A new age arms race. Volkswagen’s Bugatti Veyron was every 12-year old’s first crush for over a decade. One of the world’s fastest road cars, it reaches speeds of 407km/h. A record at the time.

An engineering masterpiece. A US$2.6m price tag. Priceless free marketing that comes with the ‘world’s fastest’ achievement. You’d think the car was a licence to a money printer.  In reality, each unit is estimated to cost US$6m to produce and was sold for less than half of that. Despite being discontinued in 2015, why was the Veyron produced in the first place?

Volkswagen is a public company with a responsibility to their shareholders. It can be argued that they are.

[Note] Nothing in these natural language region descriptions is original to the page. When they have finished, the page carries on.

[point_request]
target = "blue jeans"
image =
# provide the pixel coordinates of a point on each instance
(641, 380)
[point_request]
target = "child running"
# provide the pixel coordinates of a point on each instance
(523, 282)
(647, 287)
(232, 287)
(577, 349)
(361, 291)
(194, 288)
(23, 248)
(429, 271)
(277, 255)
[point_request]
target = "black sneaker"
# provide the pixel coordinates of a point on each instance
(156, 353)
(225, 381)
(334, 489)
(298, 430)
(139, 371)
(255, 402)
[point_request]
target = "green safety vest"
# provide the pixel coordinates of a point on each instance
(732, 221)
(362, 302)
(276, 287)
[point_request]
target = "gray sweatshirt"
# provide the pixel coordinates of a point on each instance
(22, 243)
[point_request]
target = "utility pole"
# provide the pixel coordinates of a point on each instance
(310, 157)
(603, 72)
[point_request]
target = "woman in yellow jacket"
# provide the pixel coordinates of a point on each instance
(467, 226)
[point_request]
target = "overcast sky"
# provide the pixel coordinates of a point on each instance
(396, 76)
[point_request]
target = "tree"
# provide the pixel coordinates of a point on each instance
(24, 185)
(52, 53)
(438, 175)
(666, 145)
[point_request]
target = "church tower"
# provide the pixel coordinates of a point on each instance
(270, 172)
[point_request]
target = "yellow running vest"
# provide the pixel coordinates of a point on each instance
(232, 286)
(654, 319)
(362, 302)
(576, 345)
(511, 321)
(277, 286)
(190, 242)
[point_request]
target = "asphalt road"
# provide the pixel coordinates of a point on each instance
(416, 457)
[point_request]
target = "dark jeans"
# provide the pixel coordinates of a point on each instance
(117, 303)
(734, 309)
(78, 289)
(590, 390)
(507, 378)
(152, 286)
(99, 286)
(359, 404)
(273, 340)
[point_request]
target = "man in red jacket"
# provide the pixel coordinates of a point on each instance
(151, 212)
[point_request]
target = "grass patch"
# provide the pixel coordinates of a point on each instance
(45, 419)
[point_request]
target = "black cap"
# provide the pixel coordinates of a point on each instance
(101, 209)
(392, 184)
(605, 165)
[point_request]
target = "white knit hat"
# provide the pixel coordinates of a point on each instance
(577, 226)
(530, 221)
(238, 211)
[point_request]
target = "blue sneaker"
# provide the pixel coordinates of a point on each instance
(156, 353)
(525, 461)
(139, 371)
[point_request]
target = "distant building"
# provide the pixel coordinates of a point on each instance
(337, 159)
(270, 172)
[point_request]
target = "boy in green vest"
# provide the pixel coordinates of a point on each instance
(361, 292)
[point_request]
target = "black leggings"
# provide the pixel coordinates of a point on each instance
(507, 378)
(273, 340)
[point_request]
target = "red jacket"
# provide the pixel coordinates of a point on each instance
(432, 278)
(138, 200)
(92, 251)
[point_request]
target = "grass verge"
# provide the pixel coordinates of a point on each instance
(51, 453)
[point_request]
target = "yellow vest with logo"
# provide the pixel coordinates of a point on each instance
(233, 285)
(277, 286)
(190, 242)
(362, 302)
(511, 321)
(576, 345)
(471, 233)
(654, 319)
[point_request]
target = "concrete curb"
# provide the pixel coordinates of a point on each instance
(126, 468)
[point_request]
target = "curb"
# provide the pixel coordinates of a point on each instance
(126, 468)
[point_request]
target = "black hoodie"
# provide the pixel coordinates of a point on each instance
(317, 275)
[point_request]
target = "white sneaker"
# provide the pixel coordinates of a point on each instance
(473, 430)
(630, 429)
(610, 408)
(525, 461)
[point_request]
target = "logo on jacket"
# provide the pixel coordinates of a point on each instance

The Bugatti provides value in two ways. Firstly, it is a marketing machine. For foreseeable history, a generation will remember VW’s Veyron as an engineering marvel. People are obsessed with speed and action. When Felix Baumgartner jumped from the edge of space, it is estimated that Red Bull gained billions in free publicity for the US$30m they poured into the project. The Veyron could have had similar benefits for VW and any future Bugatti projects.

Secondly, the intense research and development that goes into developing such a car can trickle down to their more common vehicles. Every component in the modern Golf was once a high-end, expensive and advanced piece of technology from ABS braking, which was first reserved for aircraft, to automatic gear shifting.

Loss leaders are no new concept. We have written about Costco’s model in the past. The wholesaler barely breaks even on products like its rotisserie chickens while it routinely sells petrol at a 20% discount to competitors all in an effort to drive subscriptions to its store.